Coal Extractors in the Powder River Basin, a strip of land running through Montana and Wyoming that produces 40% of America's coal, were stunned last month when US District Court Judge Brian Morris ruled that the Bureau of Land Management officials must plan reductions in coal mining. Environmentalists who were pushing for complete closure of coal mining were cautiously optimistic. Mike Scott of the Sierra Club Montana said in a press release, “For decades, the federal government has kept their head in the sand over the climate impacts of fossil fuel extraction on public land.
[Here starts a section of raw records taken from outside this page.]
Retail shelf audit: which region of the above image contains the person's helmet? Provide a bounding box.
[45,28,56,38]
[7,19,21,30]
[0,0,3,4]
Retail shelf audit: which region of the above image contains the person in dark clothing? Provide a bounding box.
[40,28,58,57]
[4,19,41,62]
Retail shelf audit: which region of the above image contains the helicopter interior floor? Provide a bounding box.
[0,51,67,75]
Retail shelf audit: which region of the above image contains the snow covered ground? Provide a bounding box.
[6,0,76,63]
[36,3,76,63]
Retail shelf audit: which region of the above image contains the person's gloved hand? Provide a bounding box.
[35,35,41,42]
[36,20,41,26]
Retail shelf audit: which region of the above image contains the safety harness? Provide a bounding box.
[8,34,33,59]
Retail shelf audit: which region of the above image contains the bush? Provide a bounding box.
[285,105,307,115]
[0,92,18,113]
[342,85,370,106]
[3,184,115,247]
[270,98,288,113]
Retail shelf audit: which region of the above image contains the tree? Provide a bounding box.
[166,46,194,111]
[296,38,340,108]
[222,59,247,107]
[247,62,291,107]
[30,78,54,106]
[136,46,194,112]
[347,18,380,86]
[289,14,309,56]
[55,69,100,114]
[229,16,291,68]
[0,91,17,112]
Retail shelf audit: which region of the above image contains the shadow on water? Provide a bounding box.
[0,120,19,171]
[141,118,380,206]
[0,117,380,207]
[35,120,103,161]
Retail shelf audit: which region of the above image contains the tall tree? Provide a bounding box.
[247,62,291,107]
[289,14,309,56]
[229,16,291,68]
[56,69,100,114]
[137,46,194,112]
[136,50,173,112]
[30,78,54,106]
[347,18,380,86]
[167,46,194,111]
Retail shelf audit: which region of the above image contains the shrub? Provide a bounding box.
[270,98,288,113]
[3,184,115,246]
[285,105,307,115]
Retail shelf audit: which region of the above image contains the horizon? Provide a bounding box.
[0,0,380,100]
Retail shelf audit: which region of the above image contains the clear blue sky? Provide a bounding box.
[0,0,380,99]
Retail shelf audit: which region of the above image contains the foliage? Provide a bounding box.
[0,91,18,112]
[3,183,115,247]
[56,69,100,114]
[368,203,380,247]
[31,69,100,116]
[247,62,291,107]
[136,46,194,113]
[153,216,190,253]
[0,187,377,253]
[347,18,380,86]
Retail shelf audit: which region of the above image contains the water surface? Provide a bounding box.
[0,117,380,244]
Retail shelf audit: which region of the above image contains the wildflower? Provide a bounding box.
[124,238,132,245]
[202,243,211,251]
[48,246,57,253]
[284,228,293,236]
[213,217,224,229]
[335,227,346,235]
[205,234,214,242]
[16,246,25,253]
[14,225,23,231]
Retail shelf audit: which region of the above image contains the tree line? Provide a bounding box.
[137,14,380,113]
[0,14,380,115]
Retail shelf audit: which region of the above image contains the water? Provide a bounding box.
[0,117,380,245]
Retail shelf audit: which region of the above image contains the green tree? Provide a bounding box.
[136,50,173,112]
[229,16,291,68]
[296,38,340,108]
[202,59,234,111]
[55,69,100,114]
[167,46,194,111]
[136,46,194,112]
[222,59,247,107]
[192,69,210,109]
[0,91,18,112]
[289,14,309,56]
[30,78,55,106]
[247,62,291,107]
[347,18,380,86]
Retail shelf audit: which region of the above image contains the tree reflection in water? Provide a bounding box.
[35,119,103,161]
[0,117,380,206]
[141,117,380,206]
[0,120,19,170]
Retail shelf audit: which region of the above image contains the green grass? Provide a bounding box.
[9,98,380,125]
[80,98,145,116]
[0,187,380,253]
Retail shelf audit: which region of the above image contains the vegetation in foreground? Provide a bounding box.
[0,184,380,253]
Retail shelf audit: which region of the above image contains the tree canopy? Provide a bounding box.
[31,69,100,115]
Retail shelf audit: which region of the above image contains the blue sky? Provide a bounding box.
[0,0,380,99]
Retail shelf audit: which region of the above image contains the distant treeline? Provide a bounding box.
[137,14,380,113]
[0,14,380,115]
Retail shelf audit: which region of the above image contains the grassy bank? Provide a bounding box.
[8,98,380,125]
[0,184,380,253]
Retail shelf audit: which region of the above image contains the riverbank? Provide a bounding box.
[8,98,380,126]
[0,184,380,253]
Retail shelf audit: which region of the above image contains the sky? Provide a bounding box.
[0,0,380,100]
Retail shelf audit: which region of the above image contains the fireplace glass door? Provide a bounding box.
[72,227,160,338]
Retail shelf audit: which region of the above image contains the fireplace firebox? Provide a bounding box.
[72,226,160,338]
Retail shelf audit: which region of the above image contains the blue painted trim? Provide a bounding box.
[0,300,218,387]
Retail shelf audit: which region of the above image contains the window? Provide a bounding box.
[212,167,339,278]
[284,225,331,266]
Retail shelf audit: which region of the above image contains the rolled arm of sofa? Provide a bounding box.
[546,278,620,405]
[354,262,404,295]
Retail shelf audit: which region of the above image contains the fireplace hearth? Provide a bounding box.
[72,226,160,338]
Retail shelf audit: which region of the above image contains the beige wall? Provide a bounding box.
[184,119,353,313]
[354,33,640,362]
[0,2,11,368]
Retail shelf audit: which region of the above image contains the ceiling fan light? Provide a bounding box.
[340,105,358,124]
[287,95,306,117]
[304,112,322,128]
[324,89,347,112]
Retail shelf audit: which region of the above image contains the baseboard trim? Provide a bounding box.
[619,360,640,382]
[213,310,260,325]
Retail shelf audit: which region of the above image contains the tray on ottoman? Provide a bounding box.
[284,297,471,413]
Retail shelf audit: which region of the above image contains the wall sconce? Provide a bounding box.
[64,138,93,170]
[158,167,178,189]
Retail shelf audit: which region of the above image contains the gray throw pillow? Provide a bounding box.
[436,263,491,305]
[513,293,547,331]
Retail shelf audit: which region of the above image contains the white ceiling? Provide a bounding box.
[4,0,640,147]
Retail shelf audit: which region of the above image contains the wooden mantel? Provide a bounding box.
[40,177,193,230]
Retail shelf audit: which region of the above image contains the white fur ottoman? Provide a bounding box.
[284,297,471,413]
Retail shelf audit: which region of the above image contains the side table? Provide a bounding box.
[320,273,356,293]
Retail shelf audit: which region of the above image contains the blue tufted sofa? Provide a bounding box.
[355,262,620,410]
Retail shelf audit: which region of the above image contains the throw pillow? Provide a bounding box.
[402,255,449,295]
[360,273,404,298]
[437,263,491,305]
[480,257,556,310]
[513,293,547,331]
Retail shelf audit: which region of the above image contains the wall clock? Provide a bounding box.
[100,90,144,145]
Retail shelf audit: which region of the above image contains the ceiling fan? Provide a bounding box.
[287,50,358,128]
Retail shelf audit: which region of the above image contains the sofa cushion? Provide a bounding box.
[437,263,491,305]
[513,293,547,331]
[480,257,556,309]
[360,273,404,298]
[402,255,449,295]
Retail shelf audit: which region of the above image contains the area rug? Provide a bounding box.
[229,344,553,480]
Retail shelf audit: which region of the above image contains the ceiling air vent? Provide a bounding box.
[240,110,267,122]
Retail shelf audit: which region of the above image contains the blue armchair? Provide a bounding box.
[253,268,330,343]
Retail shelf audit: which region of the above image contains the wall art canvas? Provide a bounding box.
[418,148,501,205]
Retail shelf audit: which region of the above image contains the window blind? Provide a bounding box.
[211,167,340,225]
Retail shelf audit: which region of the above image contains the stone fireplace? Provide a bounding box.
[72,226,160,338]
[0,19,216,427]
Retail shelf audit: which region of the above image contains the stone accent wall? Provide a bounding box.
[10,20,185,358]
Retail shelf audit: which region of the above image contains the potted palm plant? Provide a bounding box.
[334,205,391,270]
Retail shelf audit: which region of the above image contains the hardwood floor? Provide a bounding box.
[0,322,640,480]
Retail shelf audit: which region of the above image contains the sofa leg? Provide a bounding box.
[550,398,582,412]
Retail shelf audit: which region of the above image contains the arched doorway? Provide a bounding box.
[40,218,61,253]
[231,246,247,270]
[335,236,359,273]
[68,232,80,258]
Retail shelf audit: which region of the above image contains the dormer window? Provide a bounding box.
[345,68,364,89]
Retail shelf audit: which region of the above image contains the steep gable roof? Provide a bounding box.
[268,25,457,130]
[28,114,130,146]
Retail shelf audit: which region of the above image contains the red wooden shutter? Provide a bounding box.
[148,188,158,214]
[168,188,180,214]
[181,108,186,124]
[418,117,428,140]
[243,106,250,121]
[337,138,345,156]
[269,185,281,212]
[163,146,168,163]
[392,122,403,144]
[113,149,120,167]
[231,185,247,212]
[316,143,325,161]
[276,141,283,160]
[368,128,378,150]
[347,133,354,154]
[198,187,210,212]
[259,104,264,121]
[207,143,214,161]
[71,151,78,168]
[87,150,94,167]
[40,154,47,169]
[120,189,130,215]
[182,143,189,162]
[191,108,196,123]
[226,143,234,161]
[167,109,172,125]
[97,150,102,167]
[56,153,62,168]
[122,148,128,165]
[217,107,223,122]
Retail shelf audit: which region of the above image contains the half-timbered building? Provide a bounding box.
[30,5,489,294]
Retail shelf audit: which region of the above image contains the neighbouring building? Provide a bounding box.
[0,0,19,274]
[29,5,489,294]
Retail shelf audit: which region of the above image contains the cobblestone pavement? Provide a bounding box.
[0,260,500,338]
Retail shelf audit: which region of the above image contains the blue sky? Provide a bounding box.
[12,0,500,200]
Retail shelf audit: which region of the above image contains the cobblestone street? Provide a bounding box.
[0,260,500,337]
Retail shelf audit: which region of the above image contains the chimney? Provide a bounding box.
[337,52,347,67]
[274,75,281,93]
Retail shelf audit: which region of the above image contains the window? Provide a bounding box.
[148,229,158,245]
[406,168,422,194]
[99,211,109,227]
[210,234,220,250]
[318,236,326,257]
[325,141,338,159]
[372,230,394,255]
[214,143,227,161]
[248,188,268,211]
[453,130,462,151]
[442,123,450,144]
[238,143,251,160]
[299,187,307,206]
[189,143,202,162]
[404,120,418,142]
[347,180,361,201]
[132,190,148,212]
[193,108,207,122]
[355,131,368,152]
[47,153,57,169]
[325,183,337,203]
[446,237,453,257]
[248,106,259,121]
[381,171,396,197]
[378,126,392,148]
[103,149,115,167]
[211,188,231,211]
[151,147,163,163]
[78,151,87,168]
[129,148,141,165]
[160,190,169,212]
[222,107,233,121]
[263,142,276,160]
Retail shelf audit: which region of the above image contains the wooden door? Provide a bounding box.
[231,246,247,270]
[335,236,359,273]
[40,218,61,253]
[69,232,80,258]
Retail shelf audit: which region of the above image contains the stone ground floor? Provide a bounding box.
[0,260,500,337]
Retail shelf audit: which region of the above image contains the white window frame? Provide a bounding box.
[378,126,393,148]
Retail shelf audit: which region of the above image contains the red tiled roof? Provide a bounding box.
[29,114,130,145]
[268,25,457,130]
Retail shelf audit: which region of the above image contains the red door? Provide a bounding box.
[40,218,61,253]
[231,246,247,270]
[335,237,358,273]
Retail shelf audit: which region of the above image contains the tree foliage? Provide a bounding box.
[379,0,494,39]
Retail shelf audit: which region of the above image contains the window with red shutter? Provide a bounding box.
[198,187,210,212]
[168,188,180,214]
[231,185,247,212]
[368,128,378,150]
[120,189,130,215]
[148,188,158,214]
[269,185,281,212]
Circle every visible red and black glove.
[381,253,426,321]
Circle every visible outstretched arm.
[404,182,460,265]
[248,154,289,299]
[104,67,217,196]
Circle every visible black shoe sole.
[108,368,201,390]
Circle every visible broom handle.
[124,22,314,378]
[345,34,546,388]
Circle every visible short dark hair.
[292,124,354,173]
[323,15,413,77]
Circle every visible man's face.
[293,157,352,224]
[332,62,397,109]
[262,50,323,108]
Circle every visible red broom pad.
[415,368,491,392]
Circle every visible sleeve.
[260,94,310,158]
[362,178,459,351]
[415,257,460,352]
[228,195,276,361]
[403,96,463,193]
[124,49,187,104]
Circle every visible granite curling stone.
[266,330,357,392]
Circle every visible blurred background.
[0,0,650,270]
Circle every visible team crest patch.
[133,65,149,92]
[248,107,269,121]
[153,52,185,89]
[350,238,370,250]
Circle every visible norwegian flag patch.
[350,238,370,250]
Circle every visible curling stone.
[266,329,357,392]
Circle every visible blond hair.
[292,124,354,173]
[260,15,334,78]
This ruling is the latest example of courts forcing the federal government to be honest with the American public about how coal, and oil and gas leasing is contributing to the growing impacts of climate change.”

The Dos Republicas coal mine near Eagle Pass Texas continues to export low quality lignite coal to the Mexican Electricity company known as CFE. The coal is burned at
Carbon 1 and Carbon 2, in Piedras Negras 10 miles from the Texas border, 20 miles from the Texas mine sight. The plant is the largest coal fired electricity plant in Central America. They are not fitted with anti-pollution scrubbers. According to the Bravo Study of 2004, Carbon 1 and Carbon 2, are the primary source of air pollution in the Big Bend region. National Parks Service stated that air quality in the BBNP is consistently the worst of all national parks.